Das Problem mit russischem Titan

Die Sanktionen gegen Russland beeinflussen das Geschäft der Branche noch nicht gravierend. Sechs bis zehn Prozent des Umsatzes machen deutsche Medtech-Unternehmen in der Regel mit dem größten Land der Welt. Derzeit bedienen viele Firmen noch Altaufträge, die in der Corona-Zeit liegen geblieben sind. Allerdings machte BVMed-Geschäftsführer Marc-Pierre Möll auf ein anderes Problem in Zusammenhang mit Russland aufmerksam. „Bisher haben Unternehmen den wichtigen Rohstoff Titan häufig aus Russland bezogen.

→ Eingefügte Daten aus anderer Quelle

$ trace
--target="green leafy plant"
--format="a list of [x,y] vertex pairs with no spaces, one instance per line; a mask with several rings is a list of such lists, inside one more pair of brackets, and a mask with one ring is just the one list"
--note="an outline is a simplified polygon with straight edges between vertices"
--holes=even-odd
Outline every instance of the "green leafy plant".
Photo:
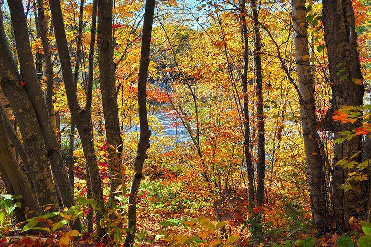
[[367,221],[362,222],[362,229],[366,234],[357,241],[359,247],[368,247],[371,245],[371,223]]
[[7,219],[14,214],[15,209],[20,207],[21,203],[15,201],[15,200],[20,198],[22,196],[4,194],[0,195],[0,228],[3,228],[5,225],[10,223]]

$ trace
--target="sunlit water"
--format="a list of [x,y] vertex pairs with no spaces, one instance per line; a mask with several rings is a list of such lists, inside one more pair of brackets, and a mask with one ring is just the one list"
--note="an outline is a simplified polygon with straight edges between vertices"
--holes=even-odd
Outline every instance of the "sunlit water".
[[[150,115],[154,115],[158,121],[158,124],[164,128],[161,131],[155,131],[152,130],[152,135],[158,137],[171,136],[175,138],[178,142],[190,140],[188,132],[182,124],[180,119],[177,117],[176,114],[171,105],[156,105],[155,106],[154,111],[153,111],[152,108],[150,109],[149,114]],[[61,117],[61,129],[65,127],[69,122],[69,119]],[[63,135],[62,139],[67,138],[67,137],[68,137],[69,127],[66,129],[65,132],[67,132],[66,134],[67,135]],[[139,124],[137,126],[133,125],[131,126],[127,126],[125,129],[126,130],[124,130],[124,131],[127,133],[132,133],[136,131],[140,131],[140,127]]]

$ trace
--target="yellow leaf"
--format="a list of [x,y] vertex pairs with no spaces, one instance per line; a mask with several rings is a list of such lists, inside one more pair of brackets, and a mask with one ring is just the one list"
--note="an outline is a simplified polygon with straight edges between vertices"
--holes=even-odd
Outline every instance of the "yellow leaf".
[[80,233],[77,230],[72,230],[70,231],[70,236],[75,236],[79,235]]
[[305,60],[306,59],[309,59],[310,57],[310,56],[309,55],[306,55],[305,56],[304,56],[302,58],[301,58],[302,60]]
[[58,244],[61,247],[66,247],[66,246],[68,246],[70,244],[69,232],[67,232],[63,236],[61,237],[61,239],[59,239]]
[[179,234],[175,236],[175,240],[179,243],[183,243],[187,241],[188,239],[188,237],[183,234]]
[[361,79],[357,79],[356,78],[352,78],[351,80],[353,81],[353,82],[354,82],[354,83],[360,86],[361,86],[363,84],[363,81]]

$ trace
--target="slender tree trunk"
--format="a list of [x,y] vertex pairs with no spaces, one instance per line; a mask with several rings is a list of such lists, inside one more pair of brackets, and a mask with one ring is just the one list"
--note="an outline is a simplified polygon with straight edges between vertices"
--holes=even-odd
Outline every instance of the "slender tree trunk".
[[[94,3],[96,3],[95,1]],[[62,72],[66,87],[69,108],[71,116],[79,132],[84,155],[89,168],[88,174],[90,175],[93,197],[98,202],[101,209],[100,211],[97,211],[96,213],[97,232],[100,236],[103,236],[105,234],[105,230],[100,226],[98,222],[103,218],[102,214],[104,212],[104,203],[102,182],[93,142],[90,110],[89,107],[85,109],[82,108],[77,100],[76,86],[74,82],[72,71],[71,69],[71,61],[66,39],[60,2],[59,0],[50,0],[49,6],[52,13],[52,19]],[[94,12],[93,15],[93,16],[95,15]],[[94,23],[94,20],[93,22]],[[93,32],[92,32],[92,35],[93,35]],[[94,49],[91,50],[90,52],[94,52],[93,51]]]
[[[35,26],[36,27],[36,39],[39,39],[40,38],[40,23],[38,18],[38,13],[36,12],[36,0],[33,0],[34,8],[32,8],[32,10],[34,12],[34,17],[35,18]],[[40,81],[43,78],[43,54],[37,51],[35,54],[35,58],[36,60],[35,65],[36,69],[36,74]]]
[[263,85],[262,76],[262,61],[260,56],[261,39],[259,24],[258,20],[258,10],[256,1],[251,1],[254,17],[254,33],[255,34],[254,60],[255,65],[256,77],[256,96],[257,97],[256,115],[258,121],[258,171],[257,174],[257,186],[256,201],[259,206],[263,205],[264,195],[264,178],[265,177],[265,144],[264,130],[264,112],[263,102]]
[[63,206],[70,207],[75,203],[73,193],[70,186],[60,150],[57,148],[55,133],[43,100],[40,82],[34,66],[22,2],[21,0],[8,1],[8,6],[14,27],[16,44],[24,87],[40,124],[47,157],[56,178],[56,185],[59,188],[58,192]]
[[[21,85],[23,82],[8,47],[2,17],[0,17],[0,84],[6,96],[9,96],[7,98],[19,126],[39,204],[53,204],[52,210],[58,211],[59,206],[39,120],[29,95]],[[3,74],[4,72],[6,74]]]
[[74,143],[75,141],[75,123],[72,118],[71,118],[71,129],[70,131],[69,148],[68,149],[68,156],[67,156],[67,163],[68,164],[68,176],[70,178],[70,183],[72,188],[75,187],[75,179],[74,177]]
[[112,0],[99,0],[98,5],[98,46],[99,82],[107,137],[110,179],[110,204],[113,205],[113,193],[122,183],[121,151],[122,142],[118,120],[116,93],[115,65],[113,63]]
[[[27,160],[23,170],[18,161],[15,159],[14,152],[8,141],[7,128],[13,128],[10,120],[13,118],[12,110],[9,107],[6,112],[3,105],[7,106],[9,103],[5,97],[0,88],[0,174],[5,179],[5,183],[8,184],[7,193],[15,196],[22,195],[22,197],[17,200],[21,202],[20,210],[17,211],[18,222],[26,220],[24,213],[28,208],[30,211],[35,211],[28,215],[29,217],[37,216],[40,212],[40,207],[37,202],[37,197],[34,189],[32,182],[29,178],[26,169],[29,169]],[[22,147],[23,148],[23,147]]]
[[49,43],[48,42],[47,24],[45,21],[45,15],[44,12],[43,0],[37,0],[37,1],[40,37],[41,37],[41,43],[43,45],[43,51],[44,52],[44,59],[45,63],[45,72],[44,73],[44,75],[47,78],[45,102],[46,103],[47,108],[48,109],[48,112],[49,115],[51,115],[53,104],[52,96],[53,96],[53,83],[54,79],[53,65],[52,64],[50,52],[49,51]]
[[[146,151],[149,148],[149,138],[151,131],[147,118],[147,80],[148,68],[149,66],[149,52],[151,48],[152,25],[154,15],[155,0],[147,0],[145,3],[144,21],[143,24],[143,37],[142,49],[140,53],[140,64],[138,80],[138,104],[139,106],[139,122],[140,124],[140,137],[138,143],[138,151],[135,158],[134,176],[130,188],[129,196],[128,226],[124,245],[132,246],[135,237],[136,227],[136,196],[140,181],[143,177],[143,166],[148,156]],[[131,233],[132,232],[132,233]]]
[[[241,14],[246,12],[246,1],[241,2]],[[254,169],[251,161],[251,153],[250,150],[250,119],[249,117],[249,95],[247,91],[247,73],[249,70],[249,40],[247,37],[247,24],[245,15],[241,16],[242,21],[242,40],[244,44],[244,66],[242,74],[242,87],[244,93],[244,119],[245,136],[244,137],[244,148],[245,149],[245,160],[246,162],[248,179],[249,210],[252,212],[255,207],[255,192],[254,189]]]
[[[362,84],[356,83],[362,82],[363,76],[357,52],[357,34],[352,2],[324,0],[323,10],[325,40],[332,89],[332,109],[328,111],[330,114],[347,105],[362,105],[364,88]],[[326,119],[330,119],[330,116],[326,116]],[[340,132],[353,130],[359,125],[358,122],[329,124],[335,139],[342,137]],[[360,138],[356,137],[346,140],[342,143],[334,144],[334,164],[346,157],[350,159],[359,151],[360,142]],[[354,159],[358,160],[359,157],[354,157]],[[347,174],[352,171],[352,169],[344,169],[340,165],[335,165],[334,167],[334,217],[341,230],[349,229],[350,217],[357,218],[364,213],[362,210],[357,212],[357,209],[365,207],[365,193],[361,184],[351,181],[351,190],[345,192],[341,188],[341,185],[347,178]]]
[[314,82],[309,63],[305,2],[305,0],[292,1],[294,42],[298,86],[303,98],[303,101],[300,102],[300,113],[312,216],[319,235],[322,235],[326,225],[327,200],[324,163],[318,140],[315,137],[317,135],[314,134],[317,131]]

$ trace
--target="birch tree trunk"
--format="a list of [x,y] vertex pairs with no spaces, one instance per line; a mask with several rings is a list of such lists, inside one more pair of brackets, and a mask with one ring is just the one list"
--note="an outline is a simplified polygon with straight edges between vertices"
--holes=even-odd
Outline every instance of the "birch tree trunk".
[[118,120],[115,68],[113,63],[112,8],[112,0],[98,1],[97,45],[99,63],[99,82],[107,137],[111,206],[114,204],[113,193],[122,183],[122,141]]
[[310,70],[305,0],[292,0],[292,20],[298,87],[303,100],[300,114],[310,188],[312,216],[320,235],[324,232],[327,202],[324,163],[315,137],[316,105],[314,82]]

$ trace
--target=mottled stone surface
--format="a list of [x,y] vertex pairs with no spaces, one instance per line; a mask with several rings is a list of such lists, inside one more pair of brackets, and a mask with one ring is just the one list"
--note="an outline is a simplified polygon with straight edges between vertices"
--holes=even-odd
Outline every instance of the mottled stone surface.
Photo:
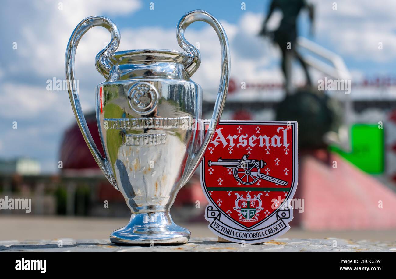
[[59,241],[17,240],[0,241],[0,251],[31,252],[238,252],[238,251],[396,251],[396,241],[360,240],[354,241],[333,238],[324,239],[281,238],[261,244],[219,242],[213,238],[192,238],[185,244],[179,245],[119,246],[108,239],[61,239]]

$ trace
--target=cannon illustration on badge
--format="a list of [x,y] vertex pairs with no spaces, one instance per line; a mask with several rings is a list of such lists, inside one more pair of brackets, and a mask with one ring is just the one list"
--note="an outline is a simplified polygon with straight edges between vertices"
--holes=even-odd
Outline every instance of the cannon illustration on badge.
[[217,162],[208,161],[208,165],[222,166],[232,169],[234,178],[236,181],[246,185],[255,183],[259,178],[264,179],[283,186],[287,184],[287,182],[260,173],[260,169],[267,165],[263,160],[249,159],[249,155],[245,155],[242,159],[228,159],[219,158]]

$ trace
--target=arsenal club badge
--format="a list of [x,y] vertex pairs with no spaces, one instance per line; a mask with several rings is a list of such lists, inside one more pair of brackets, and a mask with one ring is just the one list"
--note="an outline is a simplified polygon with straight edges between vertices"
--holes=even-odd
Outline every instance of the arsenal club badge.
[[215,133],[201,169],[209,229],[239,243],[284,233],[298,180],[297,123],[220,121]]

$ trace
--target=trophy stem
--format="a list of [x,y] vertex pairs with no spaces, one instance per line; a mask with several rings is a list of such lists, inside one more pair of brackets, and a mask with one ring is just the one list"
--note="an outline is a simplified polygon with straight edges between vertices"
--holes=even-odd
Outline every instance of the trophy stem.
[[128,224],[110,234],[113,243],[127,244],[186,243],[191,233],[173,222],[168,211],[133,213]]

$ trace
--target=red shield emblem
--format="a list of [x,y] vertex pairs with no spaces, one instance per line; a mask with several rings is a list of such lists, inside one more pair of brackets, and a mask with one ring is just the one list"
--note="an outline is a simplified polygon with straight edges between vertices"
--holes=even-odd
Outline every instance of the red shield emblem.
[[[212,231],[230,241],[257,243],[288,230],[297,138],[295,122],[220,122],[201,165]],[[274,230],[267,229],[272,225]]]

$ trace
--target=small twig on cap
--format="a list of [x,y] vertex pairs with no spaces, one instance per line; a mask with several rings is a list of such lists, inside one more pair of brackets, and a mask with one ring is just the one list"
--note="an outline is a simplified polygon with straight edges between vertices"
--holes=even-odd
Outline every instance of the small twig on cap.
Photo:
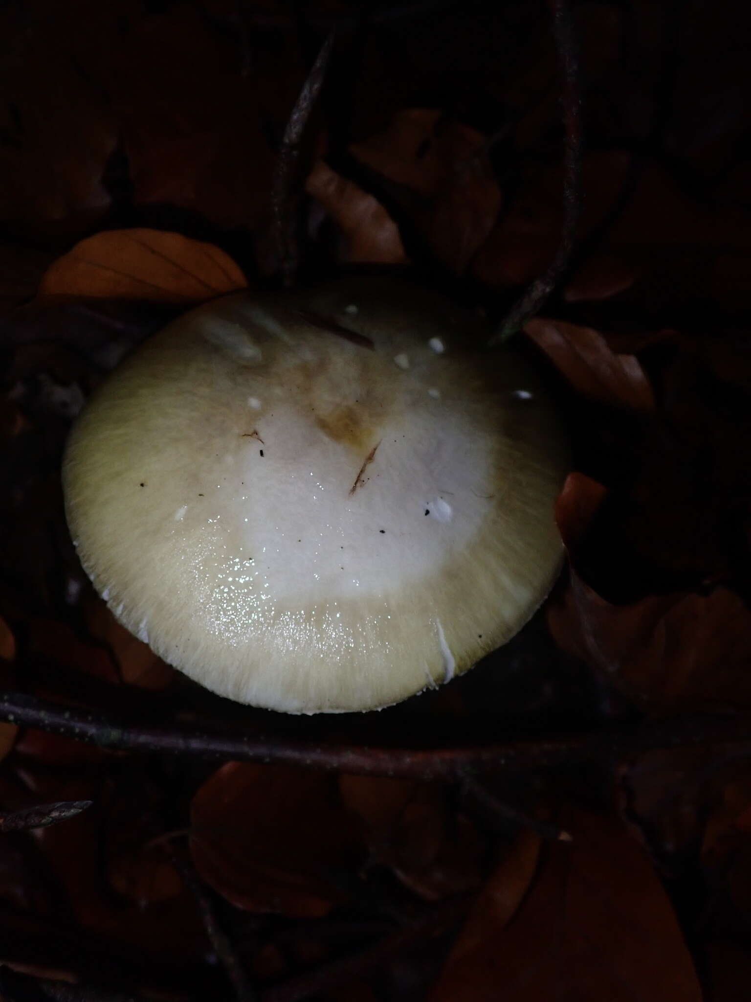
[[58,822],[75,818],[92,801],[59,801],[56,804],[40,804],[38,807],[24,808],[0,814],[0,832],[28,832],[32,828],[47,828]]
[[234,988],[237,1002],[256,1002],[258,996],[253,989],[244,967],[216,919],[216,913],[206,889],[187,860],[181,859],[176,852],[169,854],[170,862],[180,875],[180,880],[195,899],[198,912],[206,931],[206,936],[216,953],[219,963],[224,968],[227,977]]
[[0,992],[7,1002],[139,1002],[132,992],[111,992],[80,982],[37,978],[0,965]]
[[302,85],[302,90],[286,123],[276,160],[271,189],[271,208],[279,271],[281,281],[285,286],[292,285],[297,271],[297,218],[294,211],[294,187],[297,179],[300,145],[310,112],[315,105],[320,88],[323,86],[323,77],[333,48],[333,39],[334,33],[331,32],[320,47],[312,69]]
[[569,0],[551,0],[552,29],[563,76],[561,105],[565,129],[564,196],[561,241],[548,270],[536,279],[499,324],[491,345],[503,344],[538,313],[563,277],[574,248],[581,209],[582,121],[579,53]]

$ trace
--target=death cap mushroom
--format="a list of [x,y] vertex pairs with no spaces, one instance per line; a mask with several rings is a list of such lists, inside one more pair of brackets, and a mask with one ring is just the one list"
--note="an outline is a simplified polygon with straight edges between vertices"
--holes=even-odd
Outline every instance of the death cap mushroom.
[[243,292],[115,370],[67,446],[115,616],[240,702],[363,710],[509,640],[560,567],[567,448],[534,373],[395,280]]

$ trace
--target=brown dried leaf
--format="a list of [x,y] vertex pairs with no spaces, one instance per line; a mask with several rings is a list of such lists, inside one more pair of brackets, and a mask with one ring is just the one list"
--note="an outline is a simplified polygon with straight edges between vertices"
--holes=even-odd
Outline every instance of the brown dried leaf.
[[[4,7],[0,37],[0,215],[35,236],[91,229],[111,205],[103,182],[117,123],[59,36],[48,11]],[[82,15],[88,20],[88,15]],[[80,23],[81,15],[68,23]]]
[[[502,864],[431,1002],[701,1002],[690,954],[646,854],[610,819],[572,810],[560,821],[574,841],[546,846],[521,906],[517,886],[513,907],[502,904],[496,913],[489,896],[515,877]],[[526,889],[529,855],[522,866],[518,885]]]
[[214,246],[158,229],[113,229],[89,236],[47,270],[42,296],[201,303],[247,283]]
[[[384,177],[420,195],[415,222],[438,258],[462,273],[495,225],[501,190],[476,129],[433,108],[409,108],[351,147]],[[399,197],[399,192],[396,193]]]
[[191,805],[190,852],[235,907],[318,917],[346,902],[336,875],[361,858],[357,826],[324,776],[227,763]]
[[148,644],[117,622],[107,605],[89,592],[85,599],[86,623],[91,635],[112,651],[123,681],[141,688],[162,689],[172,681],[174,668],[158,657]]
[[751,704],[751,612],[727,588],[613,605],[572,569],[548,625],[564,650],[655,707]]
[[616,355],[592,328],[537,317],[525,333],[583,396],[609,407],[654,410],[652,387],[639,361]]
[[343,803],[364,821],[372,862],[416,894],[437,901],[480,886],[487,846],[450,810],[441,787],[407,780],[339,777]]
[[584,473],[575,471],[566,478],[556,499],[556,522],[570,553],[586,536],[607,493],[602,484]]
[[346,241],[344,261],[403,265],[405,253],[399,227],[372,195],[317,160],[305,190],[328,210]]

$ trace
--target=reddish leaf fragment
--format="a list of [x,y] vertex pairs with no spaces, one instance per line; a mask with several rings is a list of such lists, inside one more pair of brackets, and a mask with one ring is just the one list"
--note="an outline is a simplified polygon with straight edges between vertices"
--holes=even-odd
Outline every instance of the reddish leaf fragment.
[[485,136],[439,110],[409,108],[351,152],[421,196],[410,199],[415,222],[437,257],[464,272],[495,225],[502,201]]
[[346,241],[347,262],[403,265],[408,261],[399,227],[372,195],[318,160],[305,190],[330,212]]
[[584,473],[570,473],[566,478],[556,500],[556,522],[569,552],[584,539],[607,493],[607,488]]
[[654,410],[654,393],[639,361],[616,355],[592,328],[536,317],[525,333],[583,396],[609,407]]
[[242,763],[223,766],[193,798],[190,852],[237,908],[308,918],[346,902],[336,875],[362,855],[326,777]]
[[42,296],[202,303],[247,283],[214,246],[158,229],[112,229],[89,236],[47,270]]
[[546,846],[523,901],[537,859],[531,843],[517,866],[502,863],[431,1002],[701,1002],[690,954],[646,854],[610,819],[572,810],[560,821],[574,841]]
[[751,704],[751,612],[727,588],[613,605],[572,569],[548,625],[564,650],[655,706]]

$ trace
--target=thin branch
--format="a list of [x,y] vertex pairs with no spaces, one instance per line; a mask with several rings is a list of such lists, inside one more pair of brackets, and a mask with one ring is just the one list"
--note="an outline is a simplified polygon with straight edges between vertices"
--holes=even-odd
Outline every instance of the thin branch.
[[289,115],[284,135],[281,139],[276,170],[271,190],[276,252],[279,260],[281,281],[291,286],[297,271],[297,218],[295,206],[295,182],[302,136],[310,113],[323,86],[326,66],[333,48],[334,33],[323,42],[307,79],[302,85],[299,97]]
[[28,832],[32,828],[47,828],[58,822],[75,818],[90,808],[92,801],[59,801],[56,804],[40,804],[38,807],[24,808],[0,814],[0,832]]
[[582,122],[579,86],[579,53],[574,18],[569,0],[551,0],[552,30],[560,63],[563,86],[561,105],[564,121],[564,193],[563,225],[556,256],[547,272],[536,279],[515,303],[491,339],[491,345],[503,344],[517,334],[554,291],[565,274],[574,248],[574,237],[581,209]]
[[119,750],[283,763],[335,773],[426,781],[464,780],[473,772],[523,772],[585,763],[617,763],[655,748],[696,745],[711,745],[717,757],[724,755],[728,760],[751,759],[751,718],[720,713],[648,719],[640,725],[608,730],[449,748],[368,747],[282,735],[249,735],[242,730],[209,733],[184,726],[142,727],[106,713],[8,691],[0,691],[0,720]]
[[206,936],[208,936],[214,953],[234,988],[237,1002],[256,1002],[258,996],[251,986],[247,973],[232,944],[216,919],[211,899],[197,873],[192,865],[187,860],[180,859],[176,852],[170,853],[170,862],[180,875],[182,883],[195,899],[203,928],[206,930]]

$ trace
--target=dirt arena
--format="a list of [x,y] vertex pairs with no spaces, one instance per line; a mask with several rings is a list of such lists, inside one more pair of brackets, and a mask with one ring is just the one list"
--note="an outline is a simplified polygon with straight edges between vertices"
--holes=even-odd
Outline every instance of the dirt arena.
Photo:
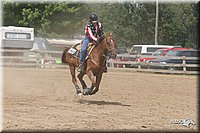
[[[5,131],[198,129],[195,75],[109,70],[99,92],[80,98],[69,69],[4,68],[2,72]],[[187,118],[196,125],[173,124]]]

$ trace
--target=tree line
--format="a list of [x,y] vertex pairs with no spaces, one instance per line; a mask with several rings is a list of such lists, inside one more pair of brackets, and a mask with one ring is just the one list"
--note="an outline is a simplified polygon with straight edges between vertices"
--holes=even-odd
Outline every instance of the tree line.
[[[197,4],[159,3],[158,44],[197,48]],[[33,27],[36,36],[73,38],[84,35],[90,13],[118,46],[154,44],[156,3],[3,3],[3,25]]]

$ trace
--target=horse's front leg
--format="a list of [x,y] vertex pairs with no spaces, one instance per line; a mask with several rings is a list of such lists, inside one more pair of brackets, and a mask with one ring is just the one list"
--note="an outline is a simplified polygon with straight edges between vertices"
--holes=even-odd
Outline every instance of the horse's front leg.
[[95,94],[99,90],[99,85],[101,83],[102,75],[103,75],[103,72],[99,72],[96,75],[96,86],[94,87],[94,89],[92,90],[92,92],[90,93],[90,95]]
[[77,77],[78,77],[79,81],[81,82],[81,85],[83,88],[83,94],[85,95],[84,90],[87,89],[87,85],[86,85],[85,81],[83,80],[84,75],[85,75],[85,73],[80,72]]
[[71,73],[71,76],[72,76],[72,82],[75,86],[75,89],[76,89],[76,93],[78,95],[82,94],[81,92],[81,89],[79,88],[78,84],[77,84],[77,80],[76,80],[76,75],[75,75],[75,66],[70,66],[70,73]]

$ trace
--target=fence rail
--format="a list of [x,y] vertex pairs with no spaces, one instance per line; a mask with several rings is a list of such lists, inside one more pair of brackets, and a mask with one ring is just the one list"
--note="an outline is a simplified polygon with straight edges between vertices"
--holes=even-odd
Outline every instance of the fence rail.
[[[67,68],[66,64],[61,63],[61,55],[62,51],[38,51],[38,50],[11,50],[11,49],[0,49],[2,55],[0,59],[2,59],[3,66],[12,66],[12,67],[34,67],[34,68]],[[20,55],[10,55],[8,53],[21,53]],[[56,57],[51,56],[52,54],[57,54]],[[140,58],[155,58],[155,56],[150,55],[117,55],[117,59],[109,59],[107,61],[107,65],[112,68],[116,68],[121,65],[123,68],[126,65],[135,66],[134,69],[138,71],[160,71],[160,70],[152,70],[147,68],[149,65],[148,62],[140,62]],[[135,59],[138,61],[135,61]],[[163,56],[156,56],[158,59],[169,58]],[[122,59],[122,60],[121,60]],[[123,59],[128,59],[123,61]],[[129,59],[132,59],[129,60]],[[198,68],[199,64],[186,64],[187,60],[199,60],[197,57],[173,57],[173,59],[181,59],[181,64],[160,64],[160,63],[151,63],[151,66],[168,66],[168,67],[179,67],[182,68],[182,71],[177,71],[177,73],[189,73],[187,71],[188,67]],[[144,69],[147,68],[147,69]],[[128,69],[128,68],[127,68]],[[133,69],[133,68],[132,68]],[[175,70],[167,70],[168,72],[174,73]],[[191,72],[194,73],[194,72]],[[195,72],[198,73],[199,72]]]

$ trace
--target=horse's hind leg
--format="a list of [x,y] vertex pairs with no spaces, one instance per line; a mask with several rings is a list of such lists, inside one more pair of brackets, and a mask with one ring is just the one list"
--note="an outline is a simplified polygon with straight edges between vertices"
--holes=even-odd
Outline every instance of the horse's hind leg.
[[70,73],[72,76],[72,82],[74,83],[74,86],[76,88],[76,93],[78,95],[82,94],[81,89],[79,88],[78,84],[77,84],[77,80],[76,80],[76,75],[75,75],[75,66],[70,66]]

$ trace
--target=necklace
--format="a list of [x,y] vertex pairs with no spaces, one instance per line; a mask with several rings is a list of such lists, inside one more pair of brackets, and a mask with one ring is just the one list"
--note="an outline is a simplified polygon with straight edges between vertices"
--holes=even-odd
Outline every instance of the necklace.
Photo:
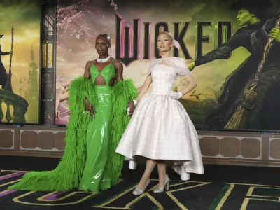
[[106,58],[97,58],[97,62],[99,63],[104,63],[104,62],[106,62],[107,61],[108,61],[110,58],[111,58],[110,55],[108,57],[107,57]]

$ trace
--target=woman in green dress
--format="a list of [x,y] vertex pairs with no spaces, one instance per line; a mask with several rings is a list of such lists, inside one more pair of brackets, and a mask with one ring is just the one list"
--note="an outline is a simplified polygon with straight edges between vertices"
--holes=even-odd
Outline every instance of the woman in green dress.
[[27,173],[10,190],[32,191],[110,188],[121,174],[125,157],[115,150],[134,109],[137,90],[123,80],[122,64],[108,55],[110,37],[100,34],[95,48],[99,59],[88,62],[84,76],[71,82],[70,119],[65,152],[57,167],[50,172]]

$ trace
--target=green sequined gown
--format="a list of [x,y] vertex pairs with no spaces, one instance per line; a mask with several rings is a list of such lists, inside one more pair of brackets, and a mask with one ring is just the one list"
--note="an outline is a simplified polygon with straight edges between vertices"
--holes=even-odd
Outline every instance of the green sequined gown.
[[106,85],[94,85],[98,99],[95,107],[95,119],[88,125],[87,133],[87,160],[79,189],[83,191],[98,192],[99,189],[111,188],[111,179],[106,170],[108,147],[110,141],[112,115],[112,87],[108,85],[116,76],[113,62],[99,71],[94,64],[90,67],[91,79],[94,83],[98,75],[105,80]]

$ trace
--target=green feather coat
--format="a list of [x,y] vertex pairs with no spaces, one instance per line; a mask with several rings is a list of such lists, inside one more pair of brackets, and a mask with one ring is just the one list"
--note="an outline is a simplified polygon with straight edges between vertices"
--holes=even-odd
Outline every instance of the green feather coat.
[[[130,116],[127,115],[127,103],[136,97],[137,90],[132,80],[118,82],[112,88],[113,115],[111,136],[106,170],[111,184],[121,175],[125,157],[115,152],[127,127]],[[87,158],[86,134],[90,115],[85,115],[85,98],[96,106],[98,104],[92,80],[78,77],[70,86],[70,119],[66,132],[64,154],[57,167],[49,172],[31,172],[9,190],[31,191],[62,191],[78,187]]]

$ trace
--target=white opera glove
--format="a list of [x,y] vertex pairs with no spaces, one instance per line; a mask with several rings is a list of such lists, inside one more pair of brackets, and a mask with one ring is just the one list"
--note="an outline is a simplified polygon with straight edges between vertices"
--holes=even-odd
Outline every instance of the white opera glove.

Wenn diese Unternehmen das Titan nun in Kanada kaufen, müssen sie ihr Produkt rezertifizieren.“ Denn diesen Wechsel wertet das europäische Zulassungssystem als „Significant Change“.

Chat-GPT: Viel Gesprächsbedarf in der Branche

Die aktuelle Diskussion um Künstliche Intelligenz (KI) sorgt in der Medtech-Branche derweil für Gesprächsstoff, wie Vorstandsvorsitzender Meinrad Lugan unterstrich. „Ich kenne kein Unternehmen, das nicht eine Arbeitsgruppe zu dem Thema hat.“ Ganz kurzfristig könnten beispielsweise Bedienungsanleitungen, die in viele Sprachen übersetzt werden, mit KI-Tools einfacher erstellt und angepasst werden. „Auch die Analyse von Nutzerverhalten könnte kurzfristig schneller gehen“, so Lugan. Außerdem werde KI mittel- bis kurzfristig auch die Softwareentwicklung für Medizintechnik verändern, glaubt der BVMed-Vorstandschef.